Last month I described how portions of individual class meetings in my American Civil War Era graduate colloquium are dedicated to the art of professional writing. Students are required each week to prepare a three-page critical review of the latest readings, an exercise in relative uniform consistency that teaches graduates how to think about structuring short, concise writings. My students have come to recognize that professional reviews require a focused ability to convey thoughts and arguments in a comprehensive yet condensed fashion. As we who have gone through graduate school can attest, such exercises are not as easy as they may appear. And I have been pleased with the improvement and progress that my graduates display in their weekly writings. Part of their success stems from a weekly peer-review process, which I recommend to any instructor teaching a graduate readings course.
I dedicate three-quarters of each class meeting to engaging in the readings’ arguments and the evolution of professional historiographical thought. Within this approach, though, I take time to focus on how authors construct their phrases, assemble their prose, and build their claims. Paying attention to an author’s use of language, I argue, is crucially important to understanding a book and argument. Taking seriously that each word has meaning, that each sentence is assembled in a certain way, that each paragraph serves a distinct purpose, and that each chapter conveys a particular premise, I strive to get my graduates to think about and critique how ideas are formed, distributed, and interpreted.
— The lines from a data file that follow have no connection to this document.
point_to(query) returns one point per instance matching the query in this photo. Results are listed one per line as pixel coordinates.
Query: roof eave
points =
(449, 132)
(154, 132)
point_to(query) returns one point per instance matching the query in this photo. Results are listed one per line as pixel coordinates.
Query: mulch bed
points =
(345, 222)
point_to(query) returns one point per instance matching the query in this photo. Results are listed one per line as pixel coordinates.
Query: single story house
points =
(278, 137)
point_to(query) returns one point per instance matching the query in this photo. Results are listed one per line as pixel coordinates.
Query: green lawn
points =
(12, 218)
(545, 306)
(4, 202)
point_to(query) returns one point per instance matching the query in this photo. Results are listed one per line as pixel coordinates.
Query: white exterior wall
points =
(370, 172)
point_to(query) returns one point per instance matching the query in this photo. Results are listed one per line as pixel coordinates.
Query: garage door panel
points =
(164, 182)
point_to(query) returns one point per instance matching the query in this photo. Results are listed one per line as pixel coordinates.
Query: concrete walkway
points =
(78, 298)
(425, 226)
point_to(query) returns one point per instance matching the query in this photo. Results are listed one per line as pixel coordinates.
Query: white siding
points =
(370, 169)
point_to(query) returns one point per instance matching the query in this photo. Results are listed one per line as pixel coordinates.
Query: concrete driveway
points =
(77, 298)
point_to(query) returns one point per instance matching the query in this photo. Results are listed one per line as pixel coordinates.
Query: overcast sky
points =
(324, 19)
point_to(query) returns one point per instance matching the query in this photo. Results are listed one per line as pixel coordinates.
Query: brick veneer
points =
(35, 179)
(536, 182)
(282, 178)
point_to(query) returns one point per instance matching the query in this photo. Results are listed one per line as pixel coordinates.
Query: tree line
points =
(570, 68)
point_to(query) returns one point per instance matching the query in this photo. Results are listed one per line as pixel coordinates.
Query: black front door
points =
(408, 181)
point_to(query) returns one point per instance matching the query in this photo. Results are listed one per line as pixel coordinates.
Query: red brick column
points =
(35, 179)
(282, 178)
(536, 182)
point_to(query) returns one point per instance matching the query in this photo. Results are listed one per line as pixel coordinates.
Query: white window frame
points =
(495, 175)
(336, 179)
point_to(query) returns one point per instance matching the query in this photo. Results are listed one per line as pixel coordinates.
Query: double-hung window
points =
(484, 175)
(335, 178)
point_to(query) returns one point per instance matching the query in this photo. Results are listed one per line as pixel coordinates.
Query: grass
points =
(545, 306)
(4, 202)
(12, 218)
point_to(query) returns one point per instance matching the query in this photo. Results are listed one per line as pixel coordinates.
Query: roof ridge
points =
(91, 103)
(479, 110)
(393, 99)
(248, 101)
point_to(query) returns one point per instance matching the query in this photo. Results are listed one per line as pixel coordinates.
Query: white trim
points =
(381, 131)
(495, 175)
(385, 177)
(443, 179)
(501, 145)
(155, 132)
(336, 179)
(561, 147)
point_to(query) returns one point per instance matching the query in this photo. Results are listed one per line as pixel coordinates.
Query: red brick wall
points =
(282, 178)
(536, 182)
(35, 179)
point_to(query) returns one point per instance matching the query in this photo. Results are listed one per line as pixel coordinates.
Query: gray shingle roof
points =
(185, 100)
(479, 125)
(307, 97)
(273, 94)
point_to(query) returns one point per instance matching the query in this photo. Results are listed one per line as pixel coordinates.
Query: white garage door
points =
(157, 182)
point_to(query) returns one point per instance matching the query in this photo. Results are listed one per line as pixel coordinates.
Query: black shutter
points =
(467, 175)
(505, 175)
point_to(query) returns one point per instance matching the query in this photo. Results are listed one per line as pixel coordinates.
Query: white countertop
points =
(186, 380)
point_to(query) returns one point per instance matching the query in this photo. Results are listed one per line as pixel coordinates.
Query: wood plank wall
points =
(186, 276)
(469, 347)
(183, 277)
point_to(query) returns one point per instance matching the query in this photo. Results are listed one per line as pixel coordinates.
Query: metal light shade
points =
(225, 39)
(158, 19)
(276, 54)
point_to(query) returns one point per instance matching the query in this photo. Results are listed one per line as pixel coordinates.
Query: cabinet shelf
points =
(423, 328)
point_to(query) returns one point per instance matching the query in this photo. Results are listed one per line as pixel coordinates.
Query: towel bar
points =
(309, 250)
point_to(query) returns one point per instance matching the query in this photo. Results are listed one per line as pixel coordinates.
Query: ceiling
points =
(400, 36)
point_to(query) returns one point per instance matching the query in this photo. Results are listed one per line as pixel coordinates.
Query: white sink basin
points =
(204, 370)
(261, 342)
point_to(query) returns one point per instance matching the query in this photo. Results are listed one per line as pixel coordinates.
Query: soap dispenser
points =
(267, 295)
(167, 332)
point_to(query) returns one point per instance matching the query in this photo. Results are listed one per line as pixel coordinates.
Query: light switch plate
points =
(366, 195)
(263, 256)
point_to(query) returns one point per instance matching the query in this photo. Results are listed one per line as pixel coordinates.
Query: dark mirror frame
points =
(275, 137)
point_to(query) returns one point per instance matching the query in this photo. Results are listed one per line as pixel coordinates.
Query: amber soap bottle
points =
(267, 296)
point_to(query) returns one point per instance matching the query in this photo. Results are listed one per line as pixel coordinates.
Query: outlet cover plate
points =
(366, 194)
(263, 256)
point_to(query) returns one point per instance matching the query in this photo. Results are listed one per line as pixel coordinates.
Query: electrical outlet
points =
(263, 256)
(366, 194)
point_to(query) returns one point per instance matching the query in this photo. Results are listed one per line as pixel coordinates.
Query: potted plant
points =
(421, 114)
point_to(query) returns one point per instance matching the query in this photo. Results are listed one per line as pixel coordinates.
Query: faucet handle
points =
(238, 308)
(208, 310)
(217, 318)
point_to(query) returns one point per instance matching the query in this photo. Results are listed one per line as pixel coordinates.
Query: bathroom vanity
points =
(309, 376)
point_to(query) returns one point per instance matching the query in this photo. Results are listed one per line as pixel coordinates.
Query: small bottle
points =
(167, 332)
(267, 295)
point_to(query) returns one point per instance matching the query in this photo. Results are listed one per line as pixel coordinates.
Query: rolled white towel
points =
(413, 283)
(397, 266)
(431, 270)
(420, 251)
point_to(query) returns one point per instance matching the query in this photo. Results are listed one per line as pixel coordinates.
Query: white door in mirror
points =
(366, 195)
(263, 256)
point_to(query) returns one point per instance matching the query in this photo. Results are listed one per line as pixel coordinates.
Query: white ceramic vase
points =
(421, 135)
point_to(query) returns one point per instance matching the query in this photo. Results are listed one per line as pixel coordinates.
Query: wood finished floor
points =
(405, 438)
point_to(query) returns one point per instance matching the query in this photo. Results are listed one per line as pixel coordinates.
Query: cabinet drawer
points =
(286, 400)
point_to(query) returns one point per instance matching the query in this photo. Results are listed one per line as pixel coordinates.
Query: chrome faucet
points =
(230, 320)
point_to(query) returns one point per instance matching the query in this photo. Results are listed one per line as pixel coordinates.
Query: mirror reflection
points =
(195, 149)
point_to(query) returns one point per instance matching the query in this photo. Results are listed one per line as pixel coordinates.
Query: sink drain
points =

We then apply these same concepts to critiquing a piece of writing from a member of the class. Thus, the final quarter of a class meeting is dedicated to a volunteer presenting her/his weekly review in an open setting in which the class converses about their peer’s use of language, their ability to summarize a reading briefly and effectively, and their depth of analysis. Just as we do with certain passages from a book or essay, the class reads each sentence of the book review, evaluating words, prose, and argument. We have found that the same challenges and successes apparent in a piece of writing seem to arise each week, suggesting that most in the class approach and execute their writings in a relatively similar manner. This recognition offers a nice teaching opportunity to have conversations about wordiness, awkward phrases, and muddied style, but also to see that everyone is engaging ideas and conveying arguments in systematic, thoughtful ways. The in-class peer review further inspires students to make a concerted effort to prepare a piece of which they are proud because their work is now made public and seen not merely by the instructor. And, in a practical sense, conversing openly about the challenges and successes of weekly writing creates a sense of shared rather than solitary experience, which is crucial to maintaining morale through the rigors of graduate school. Perhaps most important, these exercises have yielded stronger writing and higher grades—nearly by a full letter—among most students as confidence and clarity have replaced shakiness and uncertainty.
While mastery of historiographical arguments and comprehension of professional literature are absolutely essential elements of graduate readings courses, I also highly recommend dedicating time to the style of historical writing. The semester is not yet over and multiple students have already thanked me for approaching the course in this manner. Actually, I thank them for taking seriously that writing matters.